Gleichermaßen entzieht sich die Gestaltung der gesamten Internetseite (...) vollständig dem Einflussbereich des Klägers.
Des Weiteren fehlt es mangels einer entsprechenden Kenntnis bereits an dem Tatbestandsmerkmal der "willentlichen" Mitwirkung seitens des Klägers.
Darüber hinaus setzt eine Haftung als Störer weiter die Verletzung von Prüfungspflichten voraus.
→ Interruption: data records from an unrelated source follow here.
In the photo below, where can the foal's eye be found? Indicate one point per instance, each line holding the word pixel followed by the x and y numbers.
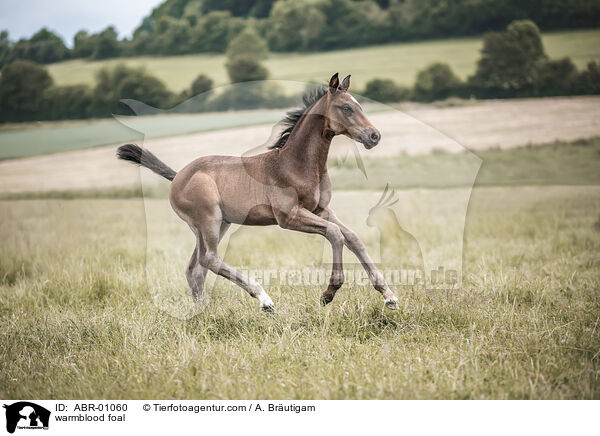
pixel 346 109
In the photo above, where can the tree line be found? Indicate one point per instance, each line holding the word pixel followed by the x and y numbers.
pixel 201 26
pixel 513 63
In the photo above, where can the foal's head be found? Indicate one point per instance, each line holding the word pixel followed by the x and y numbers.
pixel 345 115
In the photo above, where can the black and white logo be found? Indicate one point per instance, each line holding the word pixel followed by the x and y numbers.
pixel 26 415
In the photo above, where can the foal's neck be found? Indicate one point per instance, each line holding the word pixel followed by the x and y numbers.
pixel 308 144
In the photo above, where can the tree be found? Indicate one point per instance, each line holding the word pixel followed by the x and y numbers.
pixel 214 31
pixel 201 84
pixel 67 102
pixel 295 25
pixel 5 49
pixel 509 59
pixel 555 77
pixel 588 80
pixel 123 82
pixel 435 82
pixel 106 44
pixel 385 91
pixel 22 86
pixel 249 43
pixel 245 69
pixel 83 45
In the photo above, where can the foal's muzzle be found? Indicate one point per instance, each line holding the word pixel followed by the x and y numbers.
pixel 370 138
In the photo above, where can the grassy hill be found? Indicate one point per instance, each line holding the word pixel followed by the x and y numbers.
pixel 399 62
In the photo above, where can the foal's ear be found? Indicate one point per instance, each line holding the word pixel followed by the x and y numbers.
pixel 345 83
pixel 334 83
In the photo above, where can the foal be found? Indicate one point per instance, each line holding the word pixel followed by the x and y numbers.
pixel 288 186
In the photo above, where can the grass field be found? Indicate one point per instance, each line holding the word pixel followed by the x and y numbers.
pixel 399 62
pixel 75 311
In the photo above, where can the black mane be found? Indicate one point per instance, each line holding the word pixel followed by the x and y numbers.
pixel 292 117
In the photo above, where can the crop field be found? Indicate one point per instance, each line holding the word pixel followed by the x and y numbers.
pixel 78 310
pixel 399 62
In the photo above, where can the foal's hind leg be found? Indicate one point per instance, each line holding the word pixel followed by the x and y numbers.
pixel 195 272
pixel 209 234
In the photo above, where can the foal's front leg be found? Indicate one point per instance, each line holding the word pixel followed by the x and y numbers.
pixel 302 220
pixel 353 242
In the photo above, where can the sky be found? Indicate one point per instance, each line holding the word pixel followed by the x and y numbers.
pixel 22 18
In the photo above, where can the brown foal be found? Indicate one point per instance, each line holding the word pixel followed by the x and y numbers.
pixel 288 186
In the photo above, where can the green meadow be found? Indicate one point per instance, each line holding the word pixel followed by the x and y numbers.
pixel 399 62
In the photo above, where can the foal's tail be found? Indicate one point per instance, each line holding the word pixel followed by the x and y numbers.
pixel 137 155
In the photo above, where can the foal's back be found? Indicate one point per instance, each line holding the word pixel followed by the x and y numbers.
pixel 231 188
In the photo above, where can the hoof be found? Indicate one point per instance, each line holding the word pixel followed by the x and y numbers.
pixel 392 304
pixel 326 299
pixel 269 308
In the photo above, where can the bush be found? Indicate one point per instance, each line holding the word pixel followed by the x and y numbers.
pixel 385 91
pixel 245 69
pixel 588 81
pixel 43 47
pixel 67 102
pixel 436 82
pixel 248 43
pixel 508 63
pixel 123 82
pixel 22 86
pixel 295 25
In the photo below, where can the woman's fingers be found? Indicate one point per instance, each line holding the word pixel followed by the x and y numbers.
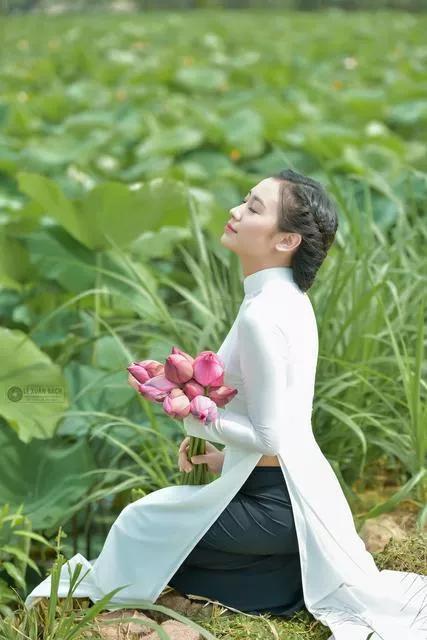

Deren Umfang bestimmt sich danach, ob und inwieweit dem als Störer in Anspruch Genommenen nach den Umständen eine Prüfung zuzumuten ist.
Dies richtet sich nach den jeweiligen Umständen des Einzelfalls unter Berücksichtigung der Funktion und Aufgabenstellung des als Störer in Anspruch Genommenen einerseits und der Eigenverantwortung desjenigen, der die rechtswidrige Beeinträchtigung selbst unmittelbar vorgenommen hat, andererseits [BGH GRUR 2003, 969; 1997, 313 (315)].
Vorliegend ist es dem Kläger im Rahmen des sog. Affiliate-Marketing indes weder technisch möglich noch wirtschaftlich zumutbar, ohne konkrete Anhaltspunkte die Handlungen seiner Werbepartner vorab zu kontrollieren und jede von diesen betriebene Internetseite auf mögliche Verletzungen Markenrechte anderer Dritter im Zusammenhang mit seinen Werbematerialien zu untersuchen. Nachdem der Kläger mit Abmahnschreiben vom 05.05.2004 über die Verletzung von Schutzrechten des Beklagten durch seine Werbepartner in Kenntnis gesetzt worden war, hat er unverzüglich die darin geforderte strafbewehrte Unterlassungserklärung abgegeben.
Damit scheidet seine Haftung als Störer aus.
Da der Kläger für die von seinen Werbepartner begangene Markenverletzung nicht als Störer haftet, kann er auch nicht aus § 8 i.V.m. § 3 UWG, §§ 12, 823, 1004 BGB in Anspruch genommen werden.
Damit ist die Abmahnung vom 05.05.2004 zu Unrecht erfolgt, so dass es an der rechtlichen Grundlage für einen Anspruch auf Erstattung der Abmahnkosten fehlt.
Die Kostenentscheidung beruht auf §§ 91 I, 269 III ZPO.
Die Entscheidung zur vorläufigen Vollstreckbarkeit hat ihre Rechtsgrundlage in § 709 ZPO.